Need help understanding the proof of the Johnson-Lindenstrauss lemma by Dasgupta and Gupta

229 Views Asked by At

The Johnson-Lindenstauss lemma is the following:

Let $\varepsilon\in(0,1)$, $\mathcal{P}\subseteq\mathbb{R}^d$ be a finite subset and $k\in\mathcal{O}(\varepsilon^-2\log{n})$. Then there exists a (linear) map $M:\mathbb{R}^d\rightarrow\mathbb{R}^k$ s.t. $$(1-\varepsilon)\Vert x_i - x_j \Vert^2 \leq \Vert Mx_i - Mx_j\Vert^2 \leq (1+\varepsilon)\Vert x_i - x_j\Vert^2$$ for every $x_i,x_j\in\mathcal{P}$.

In the original proof Johnson and Lindenstrauss showed that a random orthogonal projection of rank $k$ has this property with positive probabilty, and hence concluded the existence of such a map.
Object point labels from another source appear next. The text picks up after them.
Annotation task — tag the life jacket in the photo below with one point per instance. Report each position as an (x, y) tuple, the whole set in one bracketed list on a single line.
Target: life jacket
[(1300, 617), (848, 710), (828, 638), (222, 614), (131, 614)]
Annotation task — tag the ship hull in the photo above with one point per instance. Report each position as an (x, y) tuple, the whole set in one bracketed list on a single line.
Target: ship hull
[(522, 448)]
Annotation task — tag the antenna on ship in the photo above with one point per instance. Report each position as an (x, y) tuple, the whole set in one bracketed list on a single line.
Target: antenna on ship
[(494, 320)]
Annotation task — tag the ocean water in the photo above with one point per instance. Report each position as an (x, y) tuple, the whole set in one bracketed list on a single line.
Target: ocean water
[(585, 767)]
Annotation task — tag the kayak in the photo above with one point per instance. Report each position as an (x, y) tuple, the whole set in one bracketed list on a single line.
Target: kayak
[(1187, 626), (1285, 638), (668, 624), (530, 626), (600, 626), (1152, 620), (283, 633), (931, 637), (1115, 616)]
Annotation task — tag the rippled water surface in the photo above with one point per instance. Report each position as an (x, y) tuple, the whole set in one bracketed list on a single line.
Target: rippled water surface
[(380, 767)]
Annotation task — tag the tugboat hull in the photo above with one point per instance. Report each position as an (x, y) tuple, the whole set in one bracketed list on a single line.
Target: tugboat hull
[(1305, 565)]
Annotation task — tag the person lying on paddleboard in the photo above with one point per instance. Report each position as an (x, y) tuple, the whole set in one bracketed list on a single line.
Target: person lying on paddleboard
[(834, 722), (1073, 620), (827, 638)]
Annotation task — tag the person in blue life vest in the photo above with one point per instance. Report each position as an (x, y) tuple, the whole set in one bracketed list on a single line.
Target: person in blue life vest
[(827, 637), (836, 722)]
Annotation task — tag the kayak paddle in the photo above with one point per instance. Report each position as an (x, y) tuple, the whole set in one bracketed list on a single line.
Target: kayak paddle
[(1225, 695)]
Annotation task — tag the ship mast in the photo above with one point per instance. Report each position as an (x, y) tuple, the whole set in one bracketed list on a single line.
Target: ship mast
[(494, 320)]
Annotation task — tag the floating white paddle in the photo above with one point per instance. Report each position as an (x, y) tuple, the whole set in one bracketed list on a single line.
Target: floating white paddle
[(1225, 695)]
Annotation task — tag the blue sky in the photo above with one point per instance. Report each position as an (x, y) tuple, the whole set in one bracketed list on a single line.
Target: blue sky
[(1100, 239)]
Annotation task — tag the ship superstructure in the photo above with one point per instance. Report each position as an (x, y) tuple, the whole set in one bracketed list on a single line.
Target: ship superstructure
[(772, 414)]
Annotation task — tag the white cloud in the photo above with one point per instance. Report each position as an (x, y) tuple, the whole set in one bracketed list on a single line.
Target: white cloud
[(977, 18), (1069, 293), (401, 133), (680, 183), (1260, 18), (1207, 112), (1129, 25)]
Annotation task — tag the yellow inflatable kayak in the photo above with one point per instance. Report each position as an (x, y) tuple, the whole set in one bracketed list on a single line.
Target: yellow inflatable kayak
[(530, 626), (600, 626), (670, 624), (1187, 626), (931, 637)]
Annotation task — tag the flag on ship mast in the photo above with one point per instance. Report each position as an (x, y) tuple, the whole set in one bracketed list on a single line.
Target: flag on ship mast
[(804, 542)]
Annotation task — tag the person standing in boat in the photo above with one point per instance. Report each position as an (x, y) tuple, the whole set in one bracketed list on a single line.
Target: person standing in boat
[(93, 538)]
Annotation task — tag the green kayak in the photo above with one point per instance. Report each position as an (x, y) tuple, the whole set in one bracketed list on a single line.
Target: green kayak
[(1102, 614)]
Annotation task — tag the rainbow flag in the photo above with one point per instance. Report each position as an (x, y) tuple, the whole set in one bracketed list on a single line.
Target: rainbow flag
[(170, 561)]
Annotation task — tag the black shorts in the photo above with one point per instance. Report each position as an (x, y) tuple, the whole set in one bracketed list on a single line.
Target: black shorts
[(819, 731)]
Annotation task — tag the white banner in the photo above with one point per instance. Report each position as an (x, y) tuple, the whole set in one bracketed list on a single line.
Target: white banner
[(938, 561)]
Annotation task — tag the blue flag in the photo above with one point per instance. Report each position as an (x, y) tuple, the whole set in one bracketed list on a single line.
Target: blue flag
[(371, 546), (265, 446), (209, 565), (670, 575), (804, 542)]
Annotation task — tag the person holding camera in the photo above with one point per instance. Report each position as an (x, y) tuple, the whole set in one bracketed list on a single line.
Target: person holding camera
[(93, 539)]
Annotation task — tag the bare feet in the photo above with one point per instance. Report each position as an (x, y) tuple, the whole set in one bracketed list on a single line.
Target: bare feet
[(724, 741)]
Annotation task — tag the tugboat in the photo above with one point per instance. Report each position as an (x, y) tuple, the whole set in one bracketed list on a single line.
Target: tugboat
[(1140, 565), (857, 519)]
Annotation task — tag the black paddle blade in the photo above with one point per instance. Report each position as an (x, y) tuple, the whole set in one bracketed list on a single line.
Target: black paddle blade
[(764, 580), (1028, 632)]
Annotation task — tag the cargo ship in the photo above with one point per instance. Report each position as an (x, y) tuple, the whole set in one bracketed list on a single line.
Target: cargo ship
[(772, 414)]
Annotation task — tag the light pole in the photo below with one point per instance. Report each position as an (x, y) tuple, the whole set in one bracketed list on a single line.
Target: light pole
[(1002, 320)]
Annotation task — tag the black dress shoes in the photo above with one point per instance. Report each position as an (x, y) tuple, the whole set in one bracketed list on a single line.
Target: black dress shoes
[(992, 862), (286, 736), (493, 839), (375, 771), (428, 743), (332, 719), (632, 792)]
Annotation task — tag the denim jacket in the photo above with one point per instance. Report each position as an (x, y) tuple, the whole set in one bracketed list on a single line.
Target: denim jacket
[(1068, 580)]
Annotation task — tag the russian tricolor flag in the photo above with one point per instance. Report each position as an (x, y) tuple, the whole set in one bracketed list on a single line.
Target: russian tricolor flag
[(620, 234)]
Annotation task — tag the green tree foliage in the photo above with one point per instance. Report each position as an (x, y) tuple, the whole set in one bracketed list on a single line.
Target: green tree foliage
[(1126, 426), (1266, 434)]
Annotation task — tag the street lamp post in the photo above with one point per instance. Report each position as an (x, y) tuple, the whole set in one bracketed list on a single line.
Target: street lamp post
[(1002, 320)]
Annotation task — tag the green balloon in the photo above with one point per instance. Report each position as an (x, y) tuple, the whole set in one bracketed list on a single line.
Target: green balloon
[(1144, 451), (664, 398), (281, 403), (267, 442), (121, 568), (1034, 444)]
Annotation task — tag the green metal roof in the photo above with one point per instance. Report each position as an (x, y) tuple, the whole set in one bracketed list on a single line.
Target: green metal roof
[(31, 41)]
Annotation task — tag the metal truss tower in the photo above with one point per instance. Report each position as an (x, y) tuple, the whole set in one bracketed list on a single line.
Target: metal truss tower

Here a random orthogonal projection of rank $k$ is obtained by drawing a map $U\in O(\mathbb{R^d})$ from the orthogonal group on $\mathbb{R^d}$ w.r.t the Haar measure and setting $M=cU^*QU$, where $Q$ is the projection onto the first $k$ coordinates and $U^*$ is the matrix consisting of the first $k$ rows of $U^T$ and $c$ is a suitable normalizing factor.

Several authors claim that Dasgupta and Gupta proved that if one chooses a $k\times d$ matrix where the rows are standard Gaussian vectors scaled with a factor of $\sqrt{d/k}$ then such a matrix has the desired property with positive probability as well. Unfortunately I don't see how they come to this conclusion. What am I missing?

I think it is best if I first describe what I think happens in their proof:

Dasgupta and Gupta (http://cseweb.ucsd.edu/~dasgupta/papers/jl.pdf) observed that because $U$ is drawn according to the Haar measure, the image $Uy$ of a fixed vector $y$ on the spehre is distributed uniformly on the unit sphere, hence instead of proving concentration inequalities for random projections (which in the original proof required results on measure concentration) one can alternatively prove concentration inequalities for the projection onto a fixed subspace (namely the first $k$ coordinates) of a point distributed uniformly on the sphere. So they show that the projection onto the first $k$ coordinates of a point $p$ distributed uniformly on the sphere has expected squared length $k/d$ and the squared length additionally is sharply concentrated around this mean. When we now take two points $x,y\in\mathcal{P}$ out of the original finite set $\mathcal{P}$, we can consider the difference $z = x - y$. Since $z/\Vert z\Vert$ lies on the sphere, estimating the probability that the squared distance $\Vert M(x-y)\Vert^2 = \Vert z\Vert^2\Vert M(z/\Vert z\Vert)\Vert^2 $ of the projections of the points $x$ and $y$ is not within the desired range boils down to applying the concentration inequalities derived for the point $z/\Vert z \Vert$ on the unit sphere. The claim then follows from the simple union bound over the set $\{x-y|x,y\in\mathcal{P},x\neq y\}$.

So it seems to me that Dasgupta and Gupta still use the decomposition $M=cU^*QU$ with $U\in O(\mathbb{R}^d)$, and just simplified the proof. I mean the second line of the proof is literally "Else take a random $k$-dimensional subspace $S$ [...]".